A hot news misappropriation claim under New York law alleging that a licensee of financial data improperly shared the data with another business entity is not preempted by the Copyright Act, because the licensor had sufficiently alleged the "extra elements" of a hot news claim, a district court ruled. The court ruled that the licensor had sufficiently alleged in its complaint that the data was time-sensitive, that it was misappropriated while it was still time-sensitive, and that the licensor and licensee were in direct competition. The court rejected the licensee's argument that the "free-riding" element of a hot news claim was precluded by the fact that the data was licensed in return for a fee, finding that the licensee's actual use of the data was "over and above" the provisions of the license agreement and constituted a breach. The court also declined to rule that the licensor's breach of contract claim was preempted by the Copyright Act, finding that the necessary "extra element" to survive preemption was established by the licensor's promise inherent in the license agreement itself.
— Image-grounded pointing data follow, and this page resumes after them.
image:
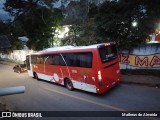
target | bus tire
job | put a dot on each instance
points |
(69, 84)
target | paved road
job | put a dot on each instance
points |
(45, 96)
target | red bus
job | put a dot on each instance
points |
(92, 68)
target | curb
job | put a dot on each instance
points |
(141, 84)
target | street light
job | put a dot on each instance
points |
(134, 23)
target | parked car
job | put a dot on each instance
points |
(19, 68)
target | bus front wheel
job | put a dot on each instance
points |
(68, 84)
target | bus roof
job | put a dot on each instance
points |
(66, 48)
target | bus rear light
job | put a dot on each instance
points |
(107, 44)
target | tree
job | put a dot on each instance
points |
(37, 18)
(114, 21)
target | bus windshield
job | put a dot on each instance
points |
(108, 53)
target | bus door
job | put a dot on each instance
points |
(53, 68)
(28, 65)
(109, 72)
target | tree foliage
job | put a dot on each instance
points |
(114, 21)
(38, 20)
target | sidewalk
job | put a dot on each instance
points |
(147, 80)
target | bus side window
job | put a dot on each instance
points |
(34, 59)
(86, 60)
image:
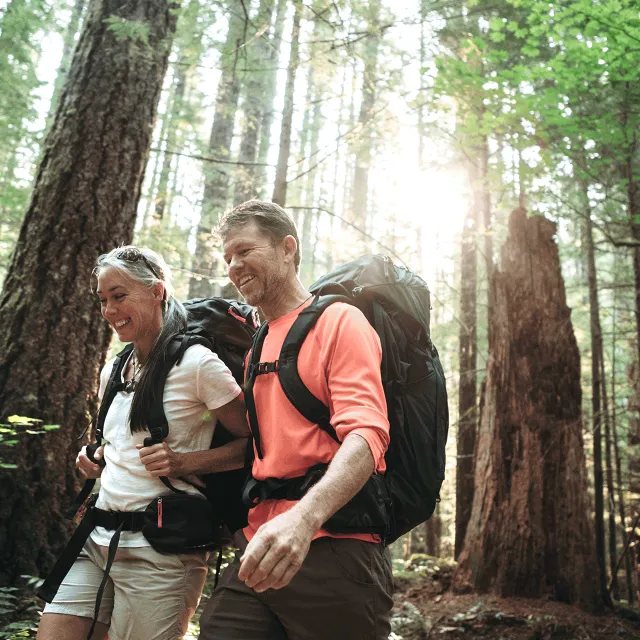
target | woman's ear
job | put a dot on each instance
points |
(159, 291)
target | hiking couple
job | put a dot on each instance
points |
(291, 578)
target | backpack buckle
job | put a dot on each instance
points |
(267, 367)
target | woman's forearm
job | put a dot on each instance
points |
(225, 458)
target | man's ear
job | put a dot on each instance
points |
(290, 247)
(159, 291)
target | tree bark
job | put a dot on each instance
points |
(69, 43)
(162, 191)
(614, 427)
(270, 92)
(467, 391)
(596, 390)
(364, 150)
(52, 337)
(246, 178)
(214, 202)
(529, 532)
(433, 534)
(280, 187)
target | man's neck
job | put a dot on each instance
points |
(290, 299)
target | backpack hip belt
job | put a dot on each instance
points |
(367, 512)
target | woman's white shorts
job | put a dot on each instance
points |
(148, 594)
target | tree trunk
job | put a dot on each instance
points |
(270, 93)
(246, 184)
(69, 43)
(52, 337)
(280, 187)
(467, 391)
(433, 534)
(614, 427)
(364, 150)
(162, 191)
(596, 389)
(529, 532)
(214, 202)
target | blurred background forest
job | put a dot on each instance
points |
(419, 129)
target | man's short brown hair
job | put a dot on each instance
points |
(271, 218)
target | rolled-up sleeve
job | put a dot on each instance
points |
(357, 400)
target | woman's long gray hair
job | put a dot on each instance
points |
(148, 268)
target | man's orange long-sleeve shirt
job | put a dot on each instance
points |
(339, 363)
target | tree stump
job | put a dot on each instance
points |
(529, 533)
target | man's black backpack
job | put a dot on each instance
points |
(226, 327)
(397, 304)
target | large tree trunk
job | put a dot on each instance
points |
(529, 532)
(280, 187)
(52, 337)
(214, 202)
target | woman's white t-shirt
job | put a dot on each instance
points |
(194, 389)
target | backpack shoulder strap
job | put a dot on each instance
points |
(110, 392)
(296, 391)
(157, 422)
(112, 389)
(254, 359)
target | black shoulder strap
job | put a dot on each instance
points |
(157, 423)
(297, 393)
(250, 378)
(111, 390)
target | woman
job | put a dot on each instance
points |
(148, 594)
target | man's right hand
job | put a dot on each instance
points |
(88, 469)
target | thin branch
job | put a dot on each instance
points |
(210, 159)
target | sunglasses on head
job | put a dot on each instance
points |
(132, 254)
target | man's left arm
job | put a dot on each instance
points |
(280, 546)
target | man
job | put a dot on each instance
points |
(293, 579)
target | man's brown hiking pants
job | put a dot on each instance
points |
(341, 592)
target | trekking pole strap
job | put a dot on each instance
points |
(123, 520)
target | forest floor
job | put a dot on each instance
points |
(450, 616)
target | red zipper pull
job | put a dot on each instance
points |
(236, 315)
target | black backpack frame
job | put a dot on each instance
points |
(396, 303)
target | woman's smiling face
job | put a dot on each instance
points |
(131, 308)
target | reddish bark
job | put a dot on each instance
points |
(529, 532)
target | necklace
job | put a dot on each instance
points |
(130, 385)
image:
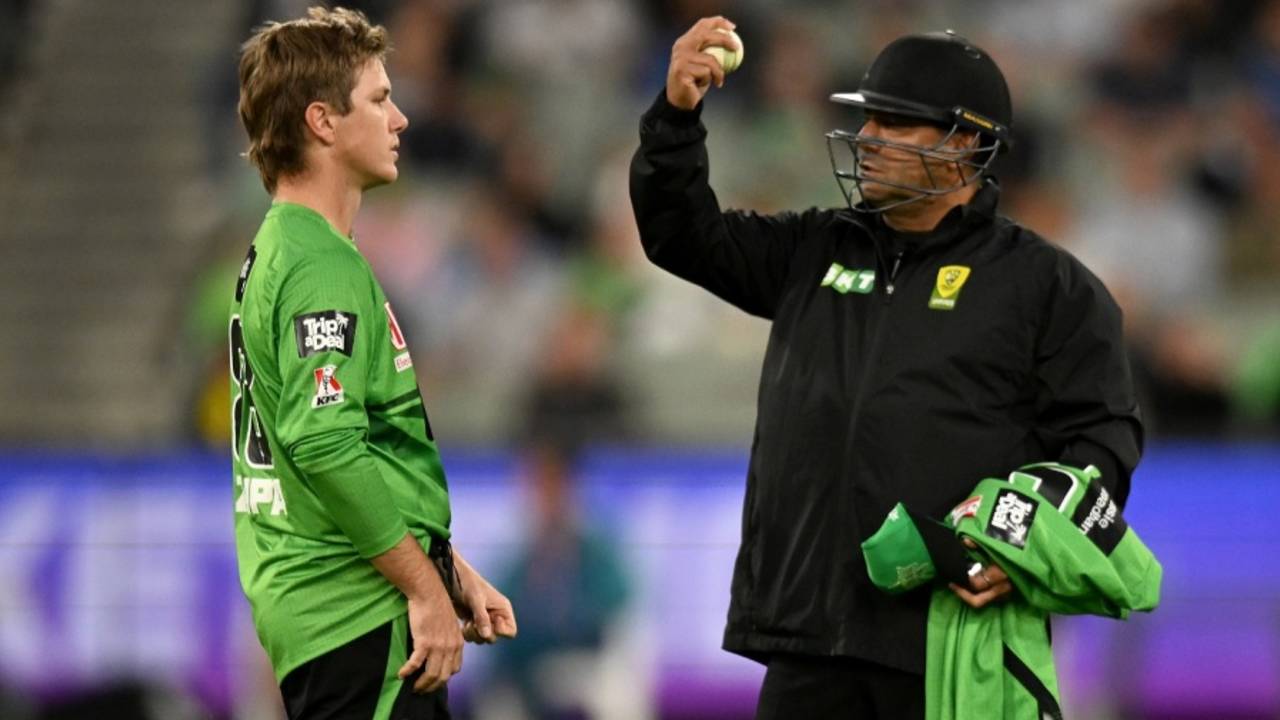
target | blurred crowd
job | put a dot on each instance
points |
(1147, 144)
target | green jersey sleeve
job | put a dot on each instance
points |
(324, 347)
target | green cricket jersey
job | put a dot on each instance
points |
(333, 454)
(1064, 545)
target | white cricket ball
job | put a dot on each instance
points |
(728, 59)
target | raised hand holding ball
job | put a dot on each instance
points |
(727, 57)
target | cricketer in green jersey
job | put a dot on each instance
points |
(341, 499)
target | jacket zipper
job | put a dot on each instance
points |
(892, 276)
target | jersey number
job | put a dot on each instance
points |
(247, 438)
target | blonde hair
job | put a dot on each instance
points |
(284, 67)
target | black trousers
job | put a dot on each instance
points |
(356, 680)
(845, 688)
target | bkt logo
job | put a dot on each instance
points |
(257, 492)
(325, 331)
(1011, 518)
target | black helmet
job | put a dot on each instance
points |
(944, 80)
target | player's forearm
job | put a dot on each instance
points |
(410, 569)
(465, 569)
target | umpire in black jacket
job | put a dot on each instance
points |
(920, 342)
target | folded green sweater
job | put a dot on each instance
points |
(1064, 545)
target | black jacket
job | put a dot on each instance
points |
(873, 397)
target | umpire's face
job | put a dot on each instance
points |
(905, 154)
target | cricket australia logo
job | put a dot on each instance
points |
(325, 331)
(1011, 518)
(946, 291)
(328, 388)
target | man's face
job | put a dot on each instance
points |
(900, 165)
(368, 137)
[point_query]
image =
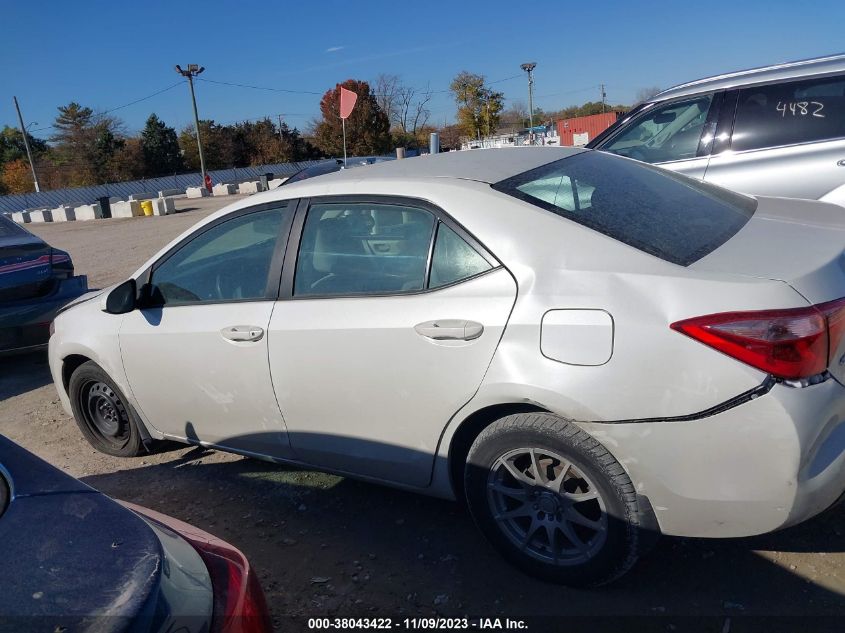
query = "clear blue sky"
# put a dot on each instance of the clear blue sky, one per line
(106, 54)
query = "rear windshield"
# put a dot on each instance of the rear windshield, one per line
(667, 215)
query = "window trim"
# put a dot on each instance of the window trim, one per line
(645, 110)
(276, 262)
(440, 216)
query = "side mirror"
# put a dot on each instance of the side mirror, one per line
(122, 298)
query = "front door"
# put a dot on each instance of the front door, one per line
(391, 321)
(196, 357)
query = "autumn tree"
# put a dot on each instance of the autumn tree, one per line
(160, 148)
(479, 106)
(367, 128)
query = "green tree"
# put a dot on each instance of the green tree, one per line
(479, 106)
(160, 148)
(367, 128)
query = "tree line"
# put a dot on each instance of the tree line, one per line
(90, 148)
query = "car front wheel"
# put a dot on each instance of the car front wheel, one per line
(552, 500)
(102, 412)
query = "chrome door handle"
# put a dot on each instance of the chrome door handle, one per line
(450, 330)
(242, 333)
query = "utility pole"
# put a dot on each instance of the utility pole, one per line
(529, 68)
(26, 145)
(192, 71)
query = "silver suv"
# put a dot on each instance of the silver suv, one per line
(774, 131)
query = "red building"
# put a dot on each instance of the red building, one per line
(583, 129)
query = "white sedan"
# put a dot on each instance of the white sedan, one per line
(588, 350)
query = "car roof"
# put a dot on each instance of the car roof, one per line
(765, 74)
(483, 165)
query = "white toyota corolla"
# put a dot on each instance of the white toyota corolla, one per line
(587, 349)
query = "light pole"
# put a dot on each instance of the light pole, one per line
(26, 145)
(529, 68)
(192, 71)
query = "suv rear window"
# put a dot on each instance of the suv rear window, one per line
(670, 216)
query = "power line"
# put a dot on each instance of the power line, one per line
(125, 105)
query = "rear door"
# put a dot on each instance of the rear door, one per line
(788, 139)
(676, 135)
(388, 319)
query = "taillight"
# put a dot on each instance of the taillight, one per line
(790, 344)
(239, 605)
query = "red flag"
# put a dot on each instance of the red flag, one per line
(347, 102)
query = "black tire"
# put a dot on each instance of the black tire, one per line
(573, 538)
(102, 412)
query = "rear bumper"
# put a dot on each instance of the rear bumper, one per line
(24, 325)
(767, 464)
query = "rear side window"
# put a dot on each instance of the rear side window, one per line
(670, 216)
(790, 113)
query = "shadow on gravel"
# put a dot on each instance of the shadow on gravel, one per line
(327, 545)
(22, 373)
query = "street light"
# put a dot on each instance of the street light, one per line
(192, 71)
(529, 68)
(24, 133)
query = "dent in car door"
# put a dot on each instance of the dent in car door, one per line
(197, 362)
(367, 383)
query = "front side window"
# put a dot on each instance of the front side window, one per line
(229, 262)
(790, 113)
(665, 214)
(363, 248)
(664, 133)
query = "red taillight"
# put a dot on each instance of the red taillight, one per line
(239, 605)
(789, 344)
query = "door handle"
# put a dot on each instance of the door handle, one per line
(242, 333)
(450, 330)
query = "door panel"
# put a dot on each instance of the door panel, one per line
(799, 171)
(362, 391)
(192, 381)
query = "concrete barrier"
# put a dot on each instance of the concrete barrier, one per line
(145, 195)
(128, 209)
(63, 214)
(251, 186)
(88, 212)
(41, 215)
(163, 206)
(197, 192)
(224, 189)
Banxcorp v. Costco Wholesale Corp., 2010 U.S. Dist. LEXIS 70380 (S.D.N.Y. July 13, 2010) Download PDF

Editor’s Note: This opinion is also notable for its extensive analysis of the question of copyrightability of data compilations. Compare the ruling in Agora Financial, LLC v. Samler (D. Md. June 17, 2010), finding that a hot news misappropriation claim involving the republishing of stock analysts' recommendations was preempted because the plaintiff had failed to show that the recommendations were noncopyrightable facts. The court held that a recommendation to invest in a company is not a fact, but a copyrightable original work that involves judgment and creativity.